It’s time to push back

Kevin and Say Uncle pointed out this Fifty Caliber Institute alert. Some people are pointing out the Unintended Consequences aspects and are euphemistically talking about law enforcement becoming more risky but there is a better way.

Federal prosecutors need to start enforcing 18 USC 242 (and 241). There are some legal and political obstacles before that becomes a viable option but I may have a way to remove some of the legal obstacles. Mr. Completely has agreed to give me a few minutes to speak at the Gun Blogger Rendezvous in a few days and I plan to elaborate on how I hope to make that happen. You are going to be there, right?

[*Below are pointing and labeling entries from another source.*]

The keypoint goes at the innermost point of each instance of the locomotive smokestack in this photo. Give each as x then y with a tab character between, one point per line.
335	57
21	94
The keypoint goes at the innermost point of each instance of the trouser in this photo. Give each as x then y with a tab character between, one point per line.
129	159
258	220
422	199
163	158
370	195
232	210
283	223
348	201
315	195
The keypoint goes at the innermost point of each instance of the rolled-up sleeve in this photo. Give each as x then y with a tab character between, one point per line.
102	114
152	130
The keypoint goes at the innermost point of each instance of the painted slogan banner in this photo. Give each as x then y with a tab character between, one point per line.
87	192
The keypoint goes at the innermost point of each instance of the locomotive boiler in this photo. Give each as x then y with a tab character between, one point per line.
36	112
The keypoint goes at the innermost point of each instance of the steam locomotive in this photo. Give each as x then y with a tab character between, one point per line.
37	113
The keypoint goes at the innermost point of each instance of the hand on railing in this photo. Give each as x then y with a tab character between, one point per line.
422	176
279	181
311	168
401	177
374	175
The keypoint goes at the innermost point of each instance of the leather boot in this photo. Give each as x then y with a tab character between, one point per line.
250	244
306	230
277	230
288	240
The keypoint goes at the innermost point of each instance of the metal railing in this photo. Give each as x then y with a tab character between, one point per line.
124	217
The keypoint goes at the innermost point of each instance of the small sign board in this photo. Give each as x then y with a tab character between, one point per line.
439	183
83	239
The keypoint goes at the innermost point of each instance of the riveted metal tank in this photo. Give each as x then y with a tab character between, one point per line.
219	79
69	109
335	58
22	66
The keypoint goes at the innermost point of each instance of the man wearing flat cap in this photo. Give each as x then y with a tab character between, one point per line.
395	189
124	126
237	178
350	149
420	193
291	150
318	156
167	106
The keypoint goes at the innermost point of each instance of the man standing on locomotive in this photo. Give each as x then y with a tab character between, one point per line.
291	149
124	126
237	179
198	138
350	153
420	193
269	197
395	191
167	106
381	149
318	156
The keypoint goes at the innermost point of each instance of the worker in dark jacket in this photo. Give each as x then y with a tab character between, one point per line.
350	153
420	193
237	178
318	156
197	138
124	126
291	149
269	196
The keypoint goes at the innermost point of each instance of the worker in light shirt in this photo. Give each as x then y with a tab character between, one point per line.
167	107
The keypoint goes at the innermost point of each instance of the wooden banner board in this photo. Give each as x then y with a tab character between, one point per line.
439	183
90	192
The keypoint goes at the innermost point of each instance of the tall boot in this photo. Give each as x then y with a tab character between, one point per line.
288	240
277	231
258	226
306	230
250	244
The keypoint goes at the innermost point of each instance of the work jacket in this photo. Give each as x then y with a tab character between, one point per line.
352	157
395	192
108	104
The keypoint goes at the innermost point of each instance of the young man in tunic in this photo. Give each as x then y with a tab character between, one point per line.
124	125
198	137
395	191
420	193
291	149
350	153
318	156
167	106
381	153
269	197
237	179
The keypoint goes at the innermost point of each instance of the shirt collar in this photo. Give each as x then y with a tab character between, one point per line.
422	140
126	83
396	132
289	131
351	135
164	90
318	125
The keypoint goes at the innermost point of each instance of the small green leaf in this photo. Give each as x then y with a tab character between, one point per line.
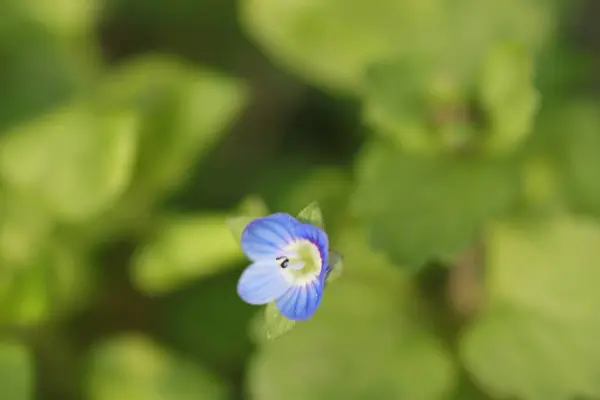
270	324
54	280
136	367
336	263
39	71
184	112
331	42
312	214
63	17
540	327
251	208
422	208
16	372
186	247
76	160
568	136
237	225
508	96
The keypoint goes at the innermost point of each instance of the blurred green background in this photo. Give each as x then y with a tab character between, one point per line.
453	146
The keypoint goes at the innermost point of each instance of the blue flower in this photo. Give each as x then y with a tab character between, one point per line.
289	265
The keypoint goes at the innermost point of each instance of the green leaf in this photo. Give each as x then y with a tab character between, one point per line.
538	336
336	262
508	96
251	208
135	367
271	324
76	160
312	214
39	71
64	17
417	102
363	322
185	110
16	372
422	208
186	247
331	42
569	137
52	282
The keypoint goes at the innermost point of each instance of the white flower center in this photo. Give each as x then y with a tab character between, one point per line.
300	262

2 thoughts on “It’s time to push back

  1. Only one problem with that approach here, Joe. The Federal 9th Circus Court of Appeals has declared that there is no individual right to arms. Therefore there cannot be a conspiracy to violate any individual’s right to arms, since said right doesn’t exist for individuals. This decision has been repeated in that court on several occasions, and appeals to the Supreme Court have all been denied certiorari. The law is established. Judge Kleinfeld, in his dissent to the decision not to give an en banc rehearing to Silvera v. Lockyer declared that the 9th Circuit has “erase(d) the Second Amendment from our Constitution as effectively as it can, by holding that no individual even has standing to challenge any law restricting firearm possession or use. This means that an individual cannot even get a case into court to raise the question.” There can be no “push-back” in California through litigation unless the Supreme Court overturns the 9th Circuit on this.

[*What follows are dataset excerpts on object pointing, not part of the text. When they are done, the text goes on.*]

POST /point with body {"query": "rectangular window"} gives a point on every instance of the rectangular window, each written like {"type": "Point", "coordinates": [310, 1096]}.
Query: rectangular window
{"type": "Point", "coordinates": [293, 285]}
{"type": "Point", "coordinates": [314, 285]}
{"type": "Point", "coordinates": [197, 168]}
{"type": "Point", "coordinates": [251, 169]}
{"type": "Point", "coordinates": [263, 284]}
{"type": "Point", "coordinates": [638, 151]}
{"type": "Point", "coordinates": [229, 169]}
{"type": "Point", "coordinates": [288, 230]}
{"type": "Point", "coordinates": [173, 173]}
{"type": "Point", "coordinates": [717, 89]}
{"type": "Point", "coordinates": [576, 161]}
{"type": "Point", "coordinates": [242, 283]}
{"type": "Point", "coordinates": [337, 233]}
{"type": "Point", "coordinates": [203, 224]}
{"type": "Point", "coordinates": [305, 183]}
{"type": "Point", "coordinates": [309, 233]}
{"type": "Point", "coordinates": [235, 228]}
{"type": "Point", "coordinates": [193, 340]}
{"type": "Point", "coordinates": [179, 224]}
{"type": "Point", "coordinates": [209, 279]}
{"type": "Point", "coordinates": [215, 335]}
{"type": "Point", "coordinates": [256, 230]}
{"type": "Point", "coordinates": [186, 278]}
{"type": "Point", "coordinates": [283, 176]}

    As Judge Kozinski put it in his dissent, “The Second
    Amendment is a doomsday provision, one designed for those
    exceptionally rare circumstances where all other rights have
    failed—where the government refuses to stand for reelection
    and silences those who protest; where courts have lost the
    courage to oppose, or can find no one to enforce their decrees.” That’s not the problem here, exactly. The courts have all the courage they need to oppose the clear intent of the Constitution, and have all the muscle required to enforce their decrees. And the people keep electing governments that enable them.

    I’ll be interested in what you have to say, but I’m convinced that the courts will not save us.